Our effort to diagnose Coronary Artery Disease faster and more validly brought to the surface a multitude of efforts and studies, using alternative methods, with the aim of showing earlier ECG changes created by ischemia. This is how Scintigraphy, Magnetic Tomography and, in recent years, Dynamic Ultrasound or Stress Echo were developed. With dynamic ultrasound instead of electrocardiographic changes we try to detect motility deficits. In other words, we monitor the movement of the walls of the heart during the induction of special stress with an increase in the frequency, that is, of the heartbeat, as if we were exercising. How is this possible? By administering a small amount of a special drug, we make the heart work faster, so that we create a small stress on the heart and its oxygen needs increase, that is, more blood is required to bleed. If there is a narrowing in an artery and the blood does not pass through it well, then there will be a problem in the movement of that part of the heart, which we will see on the ultrasound, as a result of which we can diagnose Coronary Artery Disease in time, without waiting or having the doubt whether or not the examinee’s ECG will change. It has therefore been found that with this method we can safely diagnose up to 90% of patients with Coronary Artery Disease.
The important advantages of the method also include no need to administer radioactive materials, as is done with scintigraphy, no need to be placed in a closed chamber, as is done with the magnet (it has been found that 30% of patients cannot undergo MRI due to claustrophobic feeling), the speed and low cost of the method. Of course, this does not mean that the other assessment methods are less useful since dynamic ultrasound also has disadvantages such as the difficulty of assessment in some, especially overweight patients, as well as the subjective assessment of the results, but that in our arsenal there is now another powerful and reliable method of early diagnosis of Coronary Artery Disease. Your doctor will determine exactly which method is right for you and how you will benefit best from it.

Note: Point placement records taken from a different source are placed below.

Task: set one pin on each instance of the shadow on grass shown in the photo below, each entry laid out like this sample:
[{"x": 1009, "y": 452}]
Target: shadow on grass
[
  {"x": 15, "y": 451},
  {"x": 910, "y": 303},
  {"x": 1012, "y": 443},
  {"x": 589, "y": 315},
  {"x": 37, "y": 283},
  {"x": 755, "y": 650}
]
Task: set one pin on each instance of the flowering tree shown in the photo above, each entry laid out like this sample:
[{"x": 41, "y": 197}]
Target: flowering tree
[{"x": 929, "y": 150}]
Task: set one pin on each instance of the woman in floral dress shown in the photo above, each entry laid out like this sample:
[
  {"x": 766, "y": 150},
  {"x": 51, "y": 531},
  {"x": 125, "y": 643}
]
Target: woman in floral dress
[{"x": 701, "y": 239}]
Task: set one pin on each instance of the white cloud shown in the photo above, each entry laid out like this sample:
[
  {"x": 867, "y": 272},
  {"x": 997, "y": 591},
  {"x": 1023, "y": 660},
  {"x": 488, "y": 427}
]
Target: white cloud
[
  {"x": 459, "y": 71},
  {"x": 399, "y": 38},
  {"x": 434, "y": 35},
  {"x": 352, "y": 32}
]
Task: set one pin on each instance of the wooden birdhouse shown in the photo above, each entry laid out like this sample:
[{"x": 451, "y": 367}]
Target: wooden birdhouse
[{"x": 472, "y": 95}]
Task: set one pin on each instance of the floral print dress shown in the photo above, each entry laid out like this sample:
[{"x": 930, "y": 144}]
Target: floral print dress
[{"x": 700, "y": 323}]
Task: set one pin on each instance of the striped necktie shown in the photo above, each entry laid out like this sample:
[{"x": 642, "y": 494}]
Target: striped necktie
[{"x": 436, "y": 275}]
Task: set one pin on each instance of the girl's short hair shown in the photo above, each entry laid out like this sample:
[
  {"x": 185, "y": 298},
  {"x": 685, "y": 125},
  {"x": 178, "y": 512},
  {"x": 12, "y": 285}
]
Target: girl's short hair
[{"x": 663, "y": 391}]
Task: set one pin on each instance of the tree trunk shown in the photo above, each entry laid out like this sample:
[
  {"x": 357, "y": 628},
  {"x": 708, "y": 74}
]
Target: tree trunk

Other applications of modern ultrasound are tissue Doppler, with which we better study the movement of tissues, strain and strain rate, with which myocardial deformation and movement of the myocardium are studied, contrast echocardiography with which, with the use of contrast agents, we can to better image the inside of the heart chambers and the transesophageal ultrasound, which by using a tube similar to a gastroscope gives us clear images in various conditions through the esophagus where the most careful assessment is needed to make decisions that may or may not lead to cardiac surgery. We must note here, however, that the new techniques can only be performed by specialized cardiologists, who have been trained in special specialization centers.
The current decade has been jokingly called the decade of imaging in the world of cardiologists. Now a new window has opened in the most timely and modern diagnosis and treatment of cardiac diseases. Much of what we have achieved today was once a midsummer night’s dream. It is certain that the future is bright. Let us hope that we will also enter this new era morally armored, facing the new challenges with prudence and balance, so that those of us who practice medicine can be truly useful to our fellow man.